Continuous catalyst regeneration (CCR) naphtha processes are designed to operate at high severity conditions of low pressure, low hydrogen to hydrocarbon ratio and produce high octane reformates for gasoline blending. The desired operating range to sustain steady state white burn regenerator operations for good unit productivity requires that the process generates catalyst coke in a range of 3.0 to 7.0 wt % on the catalyst. Recent environmental regulations have led to a need to operate and produce low octane reformates due to substantial ethanol blending. Over the past years, the concentration of ethanol in the gasoline blend has been 10 vol. %. Recently an increase to 15 vol. % was proposed for cars manufactured after 2007.
In addition and more recently, the price differential between diesel and gasoline has favored more production of diesel and has led to deeper cuts in the naphtha fraction for feed to distillate desulfurization units. The removal of higher boiling naphtha compounds has resulted in low endpoint naphtha feeds for the reformers and these naphtha feeds make much lower spent catalyst coke.

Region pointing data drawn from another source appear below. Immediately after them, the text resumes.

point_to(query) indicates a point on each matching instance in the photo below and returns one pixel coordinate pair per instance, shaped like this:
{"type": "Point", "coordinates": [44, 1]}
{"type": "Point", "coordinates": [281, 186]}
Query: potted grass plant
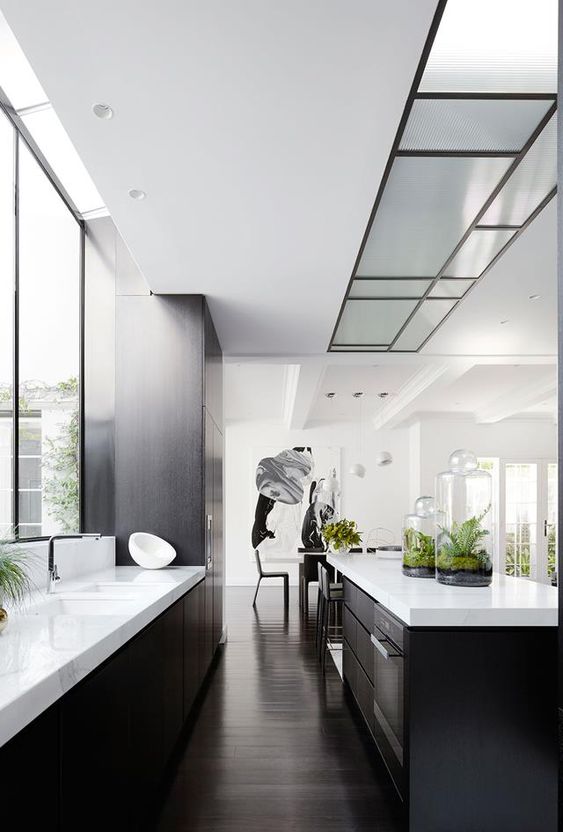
{"type": "Point", "coordinates": [15, 583]}
{"type": "Point", "coordinates": [341, 536]}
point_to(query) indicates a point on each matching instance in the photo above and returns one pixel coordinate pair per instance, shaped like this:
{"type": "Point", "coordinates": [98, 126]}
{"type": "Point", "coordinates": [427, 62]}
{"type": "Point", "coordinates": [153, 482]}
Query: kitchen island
{"type": "Point", "coordinates": [458, 687]}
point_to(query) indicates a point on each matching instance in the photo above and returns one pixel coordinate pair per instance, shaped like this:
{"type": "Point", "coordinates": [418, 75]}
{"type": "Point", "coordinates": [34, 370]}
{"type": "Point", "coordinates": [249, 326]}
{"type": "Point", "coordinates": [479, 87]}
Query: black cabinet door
{"type": "Point", "coordinates": [146, 718]}
{"type": "Point", "coordinates": [30, 775]}
{"type": "Point", "coordinates": [194, 621]}
{"type": "Point", "coordinates": [95, 751]}
{"type": "Point", "coordinates": [172, 691]}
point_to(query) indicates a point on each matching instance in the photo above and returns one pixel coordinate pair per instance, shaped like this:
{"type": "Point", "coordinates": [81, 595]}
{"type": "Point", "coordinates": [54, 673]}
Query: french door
{"type": "Point", "coordinates": [528, 519]}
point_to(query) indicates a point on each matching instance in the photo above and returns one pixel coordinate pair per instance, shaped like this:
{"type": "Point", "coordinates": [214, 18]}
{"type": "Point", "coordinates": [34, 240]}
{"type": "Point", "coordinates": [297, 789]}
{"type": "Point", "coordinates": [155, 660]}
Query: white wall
{"type": "Point", "coordinates": [518, 439]}
{"type": "Point", "coordinates": [385, 494]}
{"type": "Point", "coordinates": [380, 499]}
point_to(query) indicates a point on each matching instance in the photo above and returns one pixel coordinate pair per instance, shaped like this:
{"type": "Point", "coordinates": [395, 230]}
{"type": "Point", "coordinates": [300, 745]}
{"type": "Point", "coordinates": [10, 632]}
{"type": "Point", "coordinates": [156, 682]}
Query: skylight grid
{"type": "Point", "coordinates": [29, 109]}
{"type": "Point", "coordinates": [473, 163]}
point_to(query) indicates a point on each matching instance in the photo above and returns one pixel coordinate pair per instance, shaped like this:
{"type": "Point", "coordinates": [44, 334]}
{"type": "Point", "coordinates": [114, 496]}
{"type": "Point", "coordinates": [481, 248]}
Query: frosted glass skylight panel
{"type": "Point", "coordinates": [17, 78]}
{"type": "Point", "coordinates": [477, 252]}
{"type": "Point", "coordinates": [427, 206]}
{"type": "Point", "coordinates": [367, 322]}
{"type": "Point", "coordinates": [395, 288]}
{"type": "Point", "coordinates": [426, 319]}
{"type": "Point", "coordinates": [359, 349]}
{"type": "Point", "coordinates": [533, 179]}
{"type": "Point", "coordinates": [500, 46]}
{"type": "Point", "coordinates": [53, 141]}
{"type": "Point", "coordinates": [472, 124]}
{"type": "Point", "coordinates": [450, 288]}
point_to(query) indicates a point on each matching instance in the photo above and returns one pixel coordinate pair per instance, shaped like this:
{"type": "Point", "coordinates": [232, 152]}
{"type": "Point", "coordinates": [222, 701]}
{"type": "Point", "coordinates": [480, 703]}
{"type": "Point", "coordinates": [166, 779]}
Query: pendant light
{"type": "Point", "coordinates": [331, 483]}
{"type": "Point", "coordinates": [357, 469]}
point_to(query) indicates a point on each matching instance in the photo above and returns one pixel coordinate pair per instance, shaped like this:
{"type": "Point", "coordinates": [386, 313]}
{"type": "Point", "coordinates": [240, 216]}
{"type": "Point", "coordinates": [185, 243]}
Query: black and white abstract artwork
{"type": "Point", "coordinates": [291, 499]}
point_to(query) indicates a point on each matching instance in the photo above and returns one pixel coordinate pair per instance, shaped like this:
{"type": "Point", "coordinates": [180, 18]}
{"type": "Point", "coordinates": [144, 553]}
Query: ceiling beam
{"type": "Point", "coordinates": [520, 398]}
{"type": "Point", "coordinates": [301, 392]}
{"type": "Point", "coordinates": [404, 404]}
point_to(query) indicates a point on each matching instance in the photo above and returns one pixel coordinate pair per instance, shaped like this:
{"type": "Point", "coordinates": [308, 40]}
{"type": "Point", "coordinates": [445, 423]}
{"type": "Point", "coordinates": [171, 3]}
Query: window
{"type": "Point", "coordinates": [40, 324]}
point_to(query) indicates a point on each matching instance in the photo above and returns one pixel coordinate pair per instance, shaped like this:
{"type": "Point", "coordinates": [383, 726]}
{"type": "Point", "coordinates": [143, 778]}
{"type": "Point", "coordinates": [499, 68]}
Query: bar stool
{"type": "Point", "coordinates": [262, 574]}
{"type": "Point", "coordinates": [331, 599]}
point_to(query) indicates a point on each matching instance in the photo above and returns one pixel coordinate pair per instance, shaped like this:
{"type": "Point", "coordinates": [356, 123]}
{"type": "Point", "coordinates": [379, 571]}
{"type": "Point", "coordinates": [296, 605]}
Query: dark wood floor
{"type": "Point", "coordinates": [276, 746]}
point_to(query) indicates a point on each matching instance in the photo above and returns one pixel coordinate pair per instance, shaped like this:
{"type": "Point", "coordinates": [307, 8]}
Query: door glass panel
{"type": "Point", "coordinates": [6, 323]}
{"type": "Point", "coordinates": [521, 509]}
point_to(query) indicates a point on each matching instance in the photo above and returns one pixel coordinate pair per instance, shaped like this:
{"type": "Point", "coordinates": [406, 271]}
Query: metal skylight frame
{"type": "Point", "coordinates": [396, 152]}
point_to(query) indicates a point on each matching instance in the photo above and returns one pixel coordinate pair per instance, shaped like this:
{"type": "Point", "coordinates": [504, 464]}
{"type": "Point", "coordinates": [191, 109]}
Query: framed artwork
{"type": "Point", "coordinates": [291, 499]}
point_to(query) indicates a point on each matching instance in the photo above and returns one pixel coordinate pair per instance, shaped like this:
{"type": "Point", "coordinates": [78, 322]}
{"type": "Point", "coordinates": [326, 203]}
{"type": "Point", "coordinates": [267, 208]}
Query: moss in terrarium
{"type": "Point", "coordinates": [418, 549]}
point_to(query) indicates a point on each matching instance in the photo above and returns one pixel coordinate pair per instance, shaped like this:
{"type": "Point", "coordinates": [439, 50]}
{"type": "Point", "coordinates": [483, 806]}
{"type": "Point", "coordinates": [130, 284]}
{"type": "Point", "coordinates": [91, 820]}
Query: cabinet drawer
{"type": "Point", "coordinates": [364, 651]}
{"type": "Point", "coordinates": [349, 625]}
{"type": "Point", "coordinates": [350, 594]}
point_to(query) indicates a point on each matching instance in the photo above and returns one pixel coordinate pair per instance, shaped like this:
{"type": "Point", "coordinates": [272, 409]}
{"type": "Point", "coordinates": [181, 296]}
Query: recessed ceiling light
{"type": "Point", "coordinates": [102, 111]}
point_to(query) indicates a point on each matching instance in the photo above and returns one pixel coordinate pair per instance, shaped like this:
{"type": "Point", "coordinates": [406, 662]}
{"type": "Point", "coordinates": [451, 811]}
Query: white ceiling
{"type": "Point", "coordinates": [529, 267]}
{"type": "Point", "coordinates": [259, 130]}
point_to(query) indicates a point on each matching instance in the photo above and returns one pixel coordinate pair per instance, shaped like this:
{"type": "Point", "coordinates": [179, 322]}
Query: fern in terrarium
{"type": "Point", "coordinates": [462, 546]}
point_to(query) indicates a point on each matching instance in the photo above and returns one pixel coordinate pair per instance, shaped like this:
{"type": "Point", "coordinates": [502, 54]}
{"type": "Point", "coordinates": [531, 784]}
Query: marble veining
{"type": "Point", "coordinates": [508, 602]}
{"type": "Point", "coordinates": [44, 656]}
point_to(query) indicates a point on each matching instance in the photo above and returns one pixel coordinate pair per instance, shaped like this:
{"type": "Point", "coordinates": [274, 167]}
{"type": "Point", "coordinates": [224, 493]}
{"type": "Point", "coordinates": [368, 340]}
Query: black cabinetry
{"type": "Point", "coordinates": [97, 758]}
{"type": "Point", "coordinates": [464, 718]}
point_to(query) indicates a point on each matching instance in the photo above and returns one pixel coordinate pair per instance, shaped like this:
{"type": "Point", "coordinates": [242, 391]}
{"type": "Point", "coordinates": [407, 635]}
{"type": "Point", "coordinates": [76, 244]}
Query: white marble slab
{"type": "Point", "coordinates": [42, 657]}
{"type": "Point", "coordinates": [423, 602]}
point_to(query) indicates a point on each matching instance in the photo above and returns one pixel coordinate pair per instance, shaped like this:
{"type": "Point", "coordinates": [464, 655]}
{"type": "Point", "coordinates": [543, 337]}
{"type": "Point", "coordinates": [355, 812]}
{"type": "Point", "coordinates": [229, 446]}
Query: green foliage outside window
{"type": "Point", "coordinates": [61, 466]}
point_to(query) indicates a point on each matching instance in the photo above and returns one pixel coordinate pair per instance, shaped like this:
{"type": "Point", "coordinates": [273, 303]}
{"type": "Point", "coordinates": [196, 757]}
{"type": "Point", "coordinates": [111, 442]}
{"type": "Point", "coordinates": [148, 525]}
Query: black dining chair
{"type": "Point", "coordinates": [262, 574]}
{"type": "Point", "coordinates": [331, 599]}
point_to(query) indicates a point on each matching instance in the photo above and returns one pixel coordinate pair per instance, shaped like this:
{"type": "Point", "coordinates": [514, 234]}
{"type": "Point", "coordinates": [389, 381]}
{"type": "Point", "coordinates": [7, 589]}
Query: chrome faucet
{"type": "Point", "coordinates": [53, 572]}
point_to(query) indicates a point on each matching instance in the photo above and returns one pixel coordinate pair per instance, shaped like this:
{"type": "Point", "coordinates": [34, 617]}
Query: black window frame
{"type": "Point", "coordinates": [21, 134]}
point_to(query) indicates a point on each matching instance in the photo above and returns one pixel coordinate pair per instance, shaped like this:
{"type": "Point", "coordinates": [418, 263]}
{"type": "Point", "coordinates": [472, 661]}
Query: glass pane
{"type": "Point", "coordinates": [53, 141]}
{"type": "Point", "coordinates": [427, 318]}
{"type": "Point", "coordinates": [395, 288]}
{"type": "Point", "coordinates": [494, 47]}
{"type": "Point", "coordinates": [358, 349]}
{"type": "Point", "coordinates": [49, 280]}
{"type": "Point", "coordinates": [427, 206]}
{"type": "Point", "coordinates": [521, 518]}
{"type": "Point", "coordinates": [533, 179]}
{"type": "Point", "coordinates": [450, 288]}
{"type": "Point", "coordinates": [472, 124]}
{"type": "Point", "coordinates": [6, 323]}
{"type": "Point", "coordinates": [477, 252]}
{"type": "Point", "coordinates": [17, 78]}
{"type": "Point", "coordinates": [372, 321]}
{"type": "Point", "coordinates": [551, 524]}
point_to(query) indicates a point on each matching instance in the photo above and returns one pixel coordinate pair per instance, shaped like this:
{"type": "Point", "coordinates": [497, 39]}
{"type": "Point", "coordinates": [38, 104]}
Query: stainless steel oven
{"type": "Point", "coordinates": [388, 678]}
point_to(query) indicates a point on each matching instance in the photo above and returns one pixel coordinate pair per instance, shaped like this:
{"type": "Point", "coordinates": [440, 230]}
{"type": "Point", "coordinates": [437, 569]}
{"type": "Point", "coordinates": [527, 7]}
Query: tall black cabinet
{"type": "Point", "coordinates": [153, 429]}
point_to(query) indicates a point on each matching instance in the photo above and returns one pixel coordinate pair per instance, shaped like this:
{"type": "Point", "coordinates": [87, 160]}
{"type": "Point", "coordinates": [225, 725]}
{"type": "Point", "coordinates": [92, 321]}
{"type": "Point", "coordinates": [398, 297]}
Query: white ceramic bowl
{"type": "Point", "coordinates": [150, 551]}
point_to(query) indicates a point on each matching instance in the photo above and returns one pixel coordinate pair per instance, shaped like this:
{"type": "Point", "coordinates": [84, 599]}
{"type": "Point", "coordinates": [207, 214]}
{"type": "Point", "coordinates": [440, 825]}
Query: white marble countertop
{"type": "Point", "coordinates": [423, 602]}
{"type": "Point", "coordinates": [44, 656]}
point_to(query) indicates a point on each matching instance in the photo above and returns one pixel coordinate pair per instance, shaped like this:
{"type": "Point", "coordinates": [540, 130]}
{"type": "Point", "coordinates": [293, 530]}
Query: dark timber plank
{"type": "Point", "coordinates": [276, 747]}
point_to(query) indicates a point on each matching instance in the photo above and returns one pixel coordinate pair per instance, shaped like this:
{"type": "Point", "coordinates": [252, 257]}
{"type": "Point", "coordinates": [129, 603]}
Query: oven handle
{"type": "Point", "coordinates": [382, 649]}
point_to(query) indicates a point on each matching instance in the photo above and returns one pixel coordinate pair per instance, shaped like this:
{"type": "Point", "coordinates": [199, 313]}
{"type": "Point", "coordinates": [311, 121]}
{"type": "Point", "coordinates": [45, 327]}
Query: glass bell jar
{"type": "Point", "coordinates": [464, 539]}
{"type": "Point", "coordinates": [419, 558]}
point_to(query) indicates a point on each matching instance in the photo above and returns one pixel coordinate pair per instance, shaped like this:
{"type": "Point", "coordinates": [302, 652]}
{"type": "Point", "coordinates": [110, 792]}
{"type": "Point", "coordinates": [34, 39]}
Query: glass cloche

Furthermore, due to the need to minimize expensive gasoline octane give away, refiners are now operating their CCR reformers at low severities that is for the production of lower reformate octanes which lead to catalyst coke production rates that are much lower than desired spent catalyst cokes that are much less than 3 wt. %. Due to concerns with low catalyst flow and sustaining steady state coke burns in regenerators, refiners are opting to shutting down their regenerators for long periods of time in order not to damage equipment such air heaters, disengaging hopper and the regenerator screens. The frequent regenerator outages lead to inadequate catalyst reactivations and, hence, to poor catalyst performance, low unit productivity, uneconomical reformer operations and reliability problems.